Introduction: When to Seek Diagnostic Testing

Rectal adenocarcinoma, commonly known as rectal cancer, is a serious condition that often develops slowly over many years. Understanding when to pursue diagnostic testing can make a significant difference in catching the disease early, when treatment options may be more effective.[1]

You should consider seeking medical evaluation if you notice certain warning signs in your body. These symptoms don’t always mean you have rectal cancer, but they deserve attention from a healthcare professional. Common signs include blood in your stool, which may appear bright red or dark maroon in color. Changes in your bowel habits are also important to watch for, such as experiencing diarrhea or constipation more frequently than usual, or feeling that your bowel doesn’t empty completely after you use the bathroom.[1]

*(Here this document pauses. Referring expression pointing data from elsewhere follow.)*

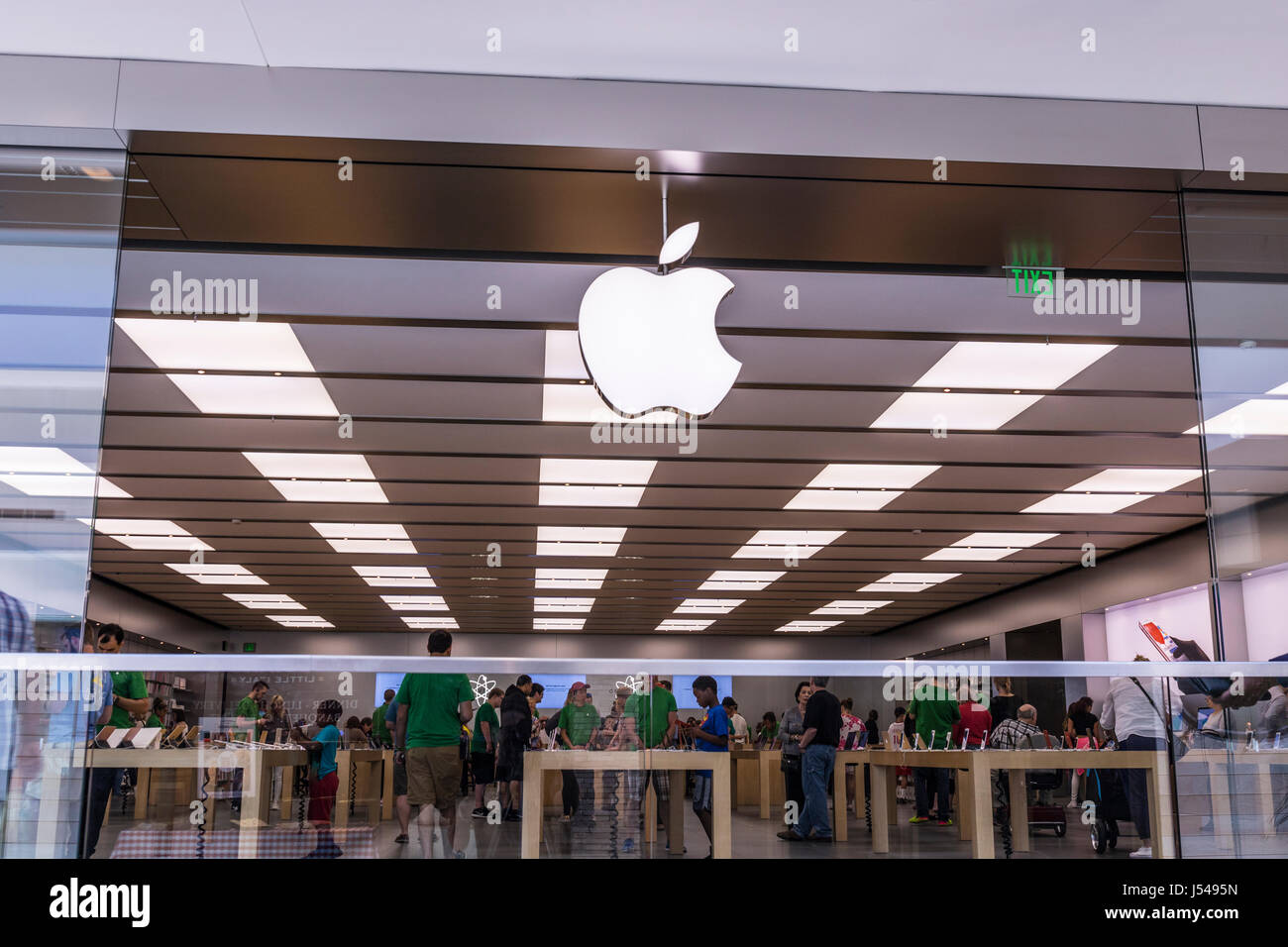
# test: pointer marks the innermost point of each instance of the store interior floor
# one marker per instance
(752, 838)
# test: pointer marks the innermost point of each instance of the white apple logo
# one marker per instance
(649, 339)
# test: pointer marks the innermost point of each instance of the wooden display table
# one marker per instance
(257, 783)
(536, 764)
(975, 791)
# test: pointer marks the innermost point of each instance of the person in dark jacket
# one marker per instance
(515, 731)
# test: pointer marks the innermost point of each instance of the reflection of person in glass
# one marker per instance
(129, 696)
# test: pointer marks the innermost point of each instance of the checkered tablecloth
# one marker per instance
(290, 841)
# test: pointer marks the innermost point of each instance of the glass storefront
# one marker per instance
(996, 451)
(59, 243)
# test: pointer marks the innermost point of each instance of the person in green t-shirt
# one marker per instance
(655, 718)
(934, 711)
(579, 725)
(249, 710)
(129, 696)
(377, 722)
(487, 735)
(432, 709)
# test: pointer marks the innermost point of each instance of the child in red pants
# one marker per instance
(323, 779)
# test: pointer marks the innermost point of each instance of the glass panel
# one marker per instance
(60, 214)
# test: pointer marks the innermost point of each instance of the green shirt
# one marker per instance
(935, 715)
(127, 684)
(652, 714)
(579, 722)
(249, 710)
(377, 725)
(484, 714)
(432, 703)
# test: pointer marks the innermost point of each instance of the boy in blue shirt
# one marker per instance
(325, 781)
(709, 736)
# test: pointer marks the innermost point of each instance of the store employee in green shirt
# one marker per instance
(579, 724)
(432, 707)
(129, 696)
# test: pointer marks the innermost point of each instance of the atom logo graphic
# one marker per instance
(482, 688)
(635, 684)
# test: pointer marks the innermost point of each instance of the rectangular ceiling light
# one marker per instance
(859, 486)
(415, 603)
(988, 547)
(314, 467)
(571, 579)
(330, 491)
(395, 577)
(1256, 416)
(562, 604)
(684, 625)
(550, 495)
(579, 540)
(219, 346)
(708, 605)
(910, 581)
(849, 607)
(430, 622)
(776, 544)
(53, 472)
(217, 574)
(136, 527)
(609, 472)
(558, 624)
(953, 411)
(800, 625)
(263, 600)
(257, 395)
(734, 579)
(1108, 489)
(300, 620)
(1024, 365)
(366, 538)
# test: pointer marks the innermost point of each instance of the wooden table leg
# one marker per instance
(386, 789)
(532, 808)
(1019, 792)
(342, 791)
(1162, 843)
(840, 823)
(257, 784)
(143, 783)
(880, 808)
(649, 808)
(764, 785)
(721, 815)
(675, 814)
(980, 810)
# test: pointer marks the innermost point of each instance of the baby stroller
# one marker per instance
(1107, 789)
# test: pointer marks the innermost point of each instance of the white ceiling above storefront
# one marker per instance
(1183, 51)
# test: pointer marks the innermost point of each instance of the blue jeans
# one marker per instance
(1134, 781)
(816, 768)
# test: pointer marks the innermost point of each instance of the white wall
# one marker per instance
(1265, 611)
(1180, 615)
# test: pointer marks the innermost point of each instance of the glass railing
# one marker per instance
(292, 757)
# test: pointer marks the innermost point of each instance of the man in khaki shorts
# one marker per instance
(432, 707)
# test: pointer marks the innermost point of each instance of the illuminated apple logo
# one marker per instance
(649, 339)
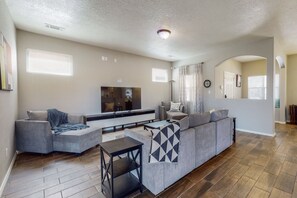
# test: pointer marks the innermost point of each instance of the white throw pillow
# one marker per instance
(174, 106)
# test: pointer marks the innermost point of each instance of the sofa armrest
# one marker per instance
(153, 173)
(76, 119)
(33, 136)
(162, 113)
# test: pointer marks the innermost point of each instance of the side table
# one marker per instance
(117, 179)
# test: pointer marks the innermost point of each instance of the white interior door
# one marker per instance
(229, 84)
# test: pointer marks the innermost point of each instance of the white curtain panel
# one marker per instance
(190, 86)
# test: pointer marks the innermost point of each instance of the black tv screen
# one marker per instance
(120, 99)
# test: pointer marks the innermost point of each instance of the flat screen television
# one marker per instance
(120, 99)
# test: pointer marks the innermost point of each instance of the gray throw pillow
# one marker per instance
(197, 119)
(184, 123)
(219, 114)
(37, 115)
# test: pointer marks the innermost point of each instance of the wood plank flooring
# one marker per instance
(255, 166)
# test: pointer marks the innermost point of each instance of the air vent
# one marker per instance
(54, 27)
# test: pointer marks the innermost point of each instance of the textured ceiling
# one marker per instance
(131, 25)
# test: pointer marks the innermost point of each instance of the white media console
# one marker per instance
(121, 118)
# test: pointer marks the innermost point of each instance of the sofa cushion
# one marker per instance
(219, 115)
(174, 106)
(176, 115)
(197, 119)
(183, 123)
(37, 115)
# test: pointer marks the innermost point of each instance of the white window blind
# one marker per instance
(159, 75)
(257, 87)
(44, 62)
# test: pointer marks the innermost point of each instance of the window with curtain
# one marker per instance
(190, 86)
(257, 87)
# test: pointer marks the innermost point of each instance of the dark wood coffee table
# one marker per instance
(116, 177)
(156, 125)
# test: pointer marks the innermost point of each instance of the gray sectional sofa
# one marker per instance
(35, 135)
(202, 137)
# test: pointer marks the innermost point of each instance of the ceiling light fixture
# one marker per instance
(164, 33)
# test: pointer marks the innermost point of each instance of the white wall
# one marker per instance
(229, 66)
(8, 99)
(80, 93)
(280, 114)
(252, 115)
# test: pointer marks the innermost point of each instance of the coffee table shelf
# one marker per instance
(123, 185)
(122, 166)
(117, 179)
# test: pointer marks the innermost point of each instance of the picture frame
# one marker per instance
(238, 80)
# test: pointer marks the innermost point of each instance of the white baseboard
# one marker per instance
(255, 132)
(279, 122)
(7, 174)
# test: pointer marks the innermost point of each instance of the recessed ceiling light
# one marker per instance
(54, 27)
(164, 33)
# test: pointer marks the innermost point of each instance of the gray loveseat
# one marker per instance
(202, 137)
(35, 135)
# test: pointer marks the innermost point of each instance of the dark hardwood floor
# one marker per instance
(255, 166)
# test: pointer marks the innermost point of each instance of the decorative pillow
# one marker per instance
(37, 115)
(165, 144)
(174, 106)
(197, 119)
(219, 115)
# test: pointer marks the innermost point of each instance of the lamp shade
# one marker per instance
(164, 33)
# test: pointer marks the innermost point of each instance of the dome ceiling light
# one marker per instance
(164, 33)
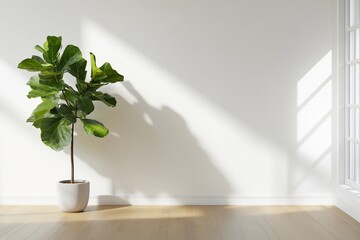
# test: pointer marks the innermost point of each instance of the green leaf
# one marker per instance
(96, 73)
(86, 105)
(93, 127)
(53, 45)
(112, 75)
(104, 97)
(66, 112)
(40, 49)
(71, 96)
(78, 69)
(42, 109)
(52, 79)
(41, 90)
(33, 65)
(55, 132)
(71, 55)
(38, 59)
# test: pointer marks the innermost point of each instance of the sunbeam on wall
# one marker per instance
(231, 146)
(314, 139)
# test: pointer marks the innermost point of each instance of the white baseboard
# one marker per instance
(348, 200)
(180, 200)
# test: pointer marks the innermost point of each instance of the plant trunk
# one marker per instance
(72, 153)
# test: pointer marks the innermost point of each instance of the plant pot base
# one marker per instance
(73, 197)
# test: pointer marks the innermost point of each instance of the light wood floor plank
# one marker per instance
(178, 223)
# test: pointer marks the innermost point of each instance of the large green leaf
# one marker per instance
(85, 105)
(55, 132)
(52, 79)
(103, 97)
(53, 45)
(40, 49)
(78, 69)
(93, 127)
(32, 65)
(71, 55)
(112, 75)
(42, 109)
(41, 90)
(70, 96)
(96, 73)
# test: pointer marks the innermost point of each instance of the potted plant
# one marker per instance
(63, 103)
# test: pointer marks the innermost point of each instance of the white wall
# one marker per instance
(225, 101)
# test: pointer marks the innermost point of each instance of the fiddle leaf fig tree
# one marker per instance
(64, 103)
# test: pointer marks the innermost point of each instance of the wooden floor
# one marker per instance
(178, 222)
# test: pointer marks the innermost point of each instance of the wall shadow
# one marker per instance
(149, 151)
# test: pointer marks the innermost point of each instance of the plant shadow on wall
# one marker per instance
(150, 151)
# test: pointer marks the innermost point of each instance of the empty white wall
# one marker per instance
(225, 101)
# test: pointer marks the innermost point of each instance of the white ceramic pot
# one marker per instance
(73, 197)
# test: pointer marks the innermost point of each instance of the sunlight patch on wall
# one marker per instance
(314, 127)
(231, 145)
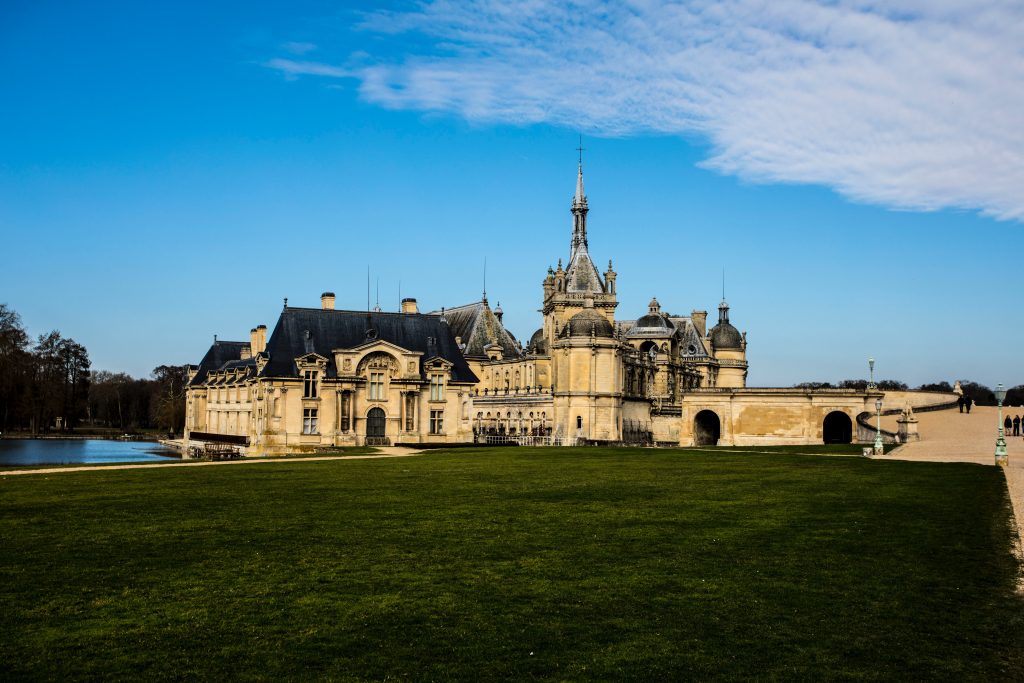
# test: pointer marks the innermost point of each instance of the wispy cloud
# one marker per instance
(293, 68)
(907, 103)
(298, 48)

Other symptoms that should prompt you to see a doctor include rectal bleeding, narrow or thin stools that look like a pencil, abdominal pain that doesn’t go away, unexplained weight loss, and persistent tiredness or weakness. Some people may also notice a lump in the rectum during self-examination or feel unusually fatigued.[2]

⚠️ Important
Many people with rectal cancer don’t experience any symptoms in the early stages of the disease. This is why regular screening tests are so important, especially as you get older or if you have risk factors. Catching rectal cancer before symptoms appear can lead to better treatment outcomes.

Regular screening is particularly important for certain groups of people. If you have a first-degree relative (a parent, sibling, or child) who has been diagnosed with colon or rectal cancer, your risk increases significantly. People with a personal history of colon, rectal, or ovarian cancer should also be vigilant about screening. Additionally, if you’ve had high-risk adenomas – which are colorectal polyps that measure 1 centimeter or larger, or contain cells that look abnormal under a microscope – you need closer monitoring.[4]

Inherited conditions also play a role in determining who should seek diagnostic testing. If you have genetic changes that increase your risk of familial adenomatous polyposis (FAP) or Lynch syndrome (also called hereditary nonpolyposis colorectal cancer), regular screening becomes even more critical. People with chronic inflammatory conditions like ulcerative colitis or Crohn disease, especially those who have had these conditions for eight years or more, face elevated risk as well.[4]

Lifestyle factors can also influence your risk level. Smoking cigarettes, having obesity, consuming three or more alcoholic drinks per day, and being of Black race are all factors that increase the likelihood of developing rectal cancer. Age is another important consideration – the average age of diagnosis is 63, and the risk increases significantly as you get older.[2]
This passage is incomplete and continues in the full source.